March 03, 2004

To Have Written

Last week I got back a piece I had submitted to a gardening magazine. The editor was kind enough to mark it up copiously with comments, largely positive. He'd be interested in re-reading the piece if I'd just rewrite it to make it into something else entirely. Sigh.

And so I stared at the original on the screen this morning thinking it was not possible to sever one head and put it on another body and keep the subject alive. I would just move on to something else. Close, but no cigar.

But I couldn't leave it be. And so I went back and tweaked it here, deleted that whole paragraph or two, pulled in a nice turn of phrase picked up from earlier in the page that brought a kind of circularity into the finished piece. Yes, I think it is a finished piece again. The transplanted head looks rather stylish up there if I do say so myself.

And this is as close to the triumph of the hunt as this office-chair adventurer comes these days. There is a kind of victory in the feel of making something from the relative nothing of ordinary sentences about ordinary days. But like one writer said when asked if he liked to write: I like better to have written.

So, now it is time to tend both the woodlot and the garden: the twin topics that I am now finished writing about. Time for the rubber to meet the road. See ya later.

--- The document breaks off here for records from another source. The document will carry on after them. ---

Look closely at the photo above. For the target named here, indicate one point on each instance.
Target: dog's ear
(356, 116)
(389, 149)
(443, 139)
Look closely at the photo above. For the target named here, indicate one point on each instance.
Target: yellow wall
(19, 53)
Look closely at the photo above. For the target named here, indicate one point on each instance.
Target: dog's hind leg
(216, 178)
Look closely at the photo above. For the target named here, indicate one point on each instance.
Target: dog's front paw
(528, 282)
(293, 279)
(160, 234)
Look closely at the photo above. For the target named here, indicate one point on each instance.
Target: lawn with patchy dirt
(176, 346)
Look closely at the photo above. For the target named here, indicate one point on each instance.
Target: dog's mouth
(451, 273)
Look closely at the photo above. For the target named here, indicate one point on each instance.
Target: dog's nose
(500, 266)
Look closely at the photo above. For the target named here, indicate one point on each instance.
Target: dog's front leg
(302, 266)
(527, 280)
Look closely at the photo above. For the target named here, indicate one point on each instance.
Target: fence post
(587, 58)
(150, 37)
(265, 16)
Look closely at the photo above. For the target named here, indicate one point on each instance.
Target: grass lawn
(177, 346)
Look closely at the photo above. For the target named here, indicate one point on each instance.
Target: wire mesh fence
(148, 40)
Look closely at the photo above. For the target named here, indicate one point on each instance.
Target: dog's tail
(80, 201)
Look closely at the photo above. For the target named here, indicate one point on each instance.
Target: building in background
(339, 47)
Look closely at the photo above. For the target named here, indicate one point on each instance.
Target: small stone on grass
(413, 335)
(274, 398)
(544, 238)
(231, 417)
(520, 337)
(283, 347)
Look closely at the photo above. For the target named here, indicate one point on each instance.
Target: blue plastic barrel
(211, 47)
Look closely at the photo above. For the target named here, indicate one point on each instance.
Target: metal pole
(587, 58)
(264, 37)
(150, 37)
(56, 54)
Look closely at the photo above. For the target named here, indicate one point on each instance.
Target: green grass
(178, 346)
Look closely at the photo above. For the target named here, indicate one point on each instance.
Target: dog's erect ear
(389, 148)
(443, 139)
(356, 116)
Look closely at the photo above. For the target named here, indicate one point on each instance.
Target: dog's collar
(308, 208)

Posted by fred1st at March 3, 2004 09:49 AM | TrackBack
Comments

Congratulations on getting past your first reaction to the editor's words. I'll bet the head transplant makes great reading! Perhaps not what you originally intended, but great reading.
I have figured out (somewhat belatedly) why you real writers agonize so over the process and the finished process while people like me merely agonize. You write for you. If something is not said your way, it need not be said at all. Some of us have always written "for" someone else. "They" need a proposal, "they" need a report, "they" need a presentation to achieve "their" ends. It has always been a simple matter for me to look at a person's face and see that I've missed the mark that they had set. All I must do, then, is to chat with them to try to divine what they think they really want and start over to write again. (I don't think that I've ever missed the mark more than once with the same person.) I can write well, for my purposes. (Actually, for "their" purposes!) But, you real writers are in a different category. You are the folks that we read for the joy of imagery and reading. Keep at it (as if you thought that you had a choice?!)

Posted by: Cop Car at March 3, 2004 10:39 AM

Congratulations on persisting!
It also sounds like you learned something in the process.

Good luck on future submissions.

Posted by: David at March 3, 2004 08:46 PM

I think you are so right about the triumph of the hunt, Fred. I just finished rewriting a piece for an online magazine and while she wasn't asking for a different focus, her suggestions put me on the path of a whole different approach. Sometimes, we don't ourselves know what we're attempting to say until some editor points at it and says, THERE, this is what I'd like to see come to the fore. And lo and behold, it's a better piece that emerges. The newspaper business gave me the attitude that lets me rewrite for an editor. Nothing, in that fast-paced writing marathon world, is ever set in stone, and no artist's sensibilities get in the way of the piece the editor wants. It is not the write-for-someone-else of the publicist or biz writer, but it isn't the touch-not-a-hair of the artiste. I'm glad to see you moving in that direction. Working with editors is part of our job. Even Hemingway had to do it.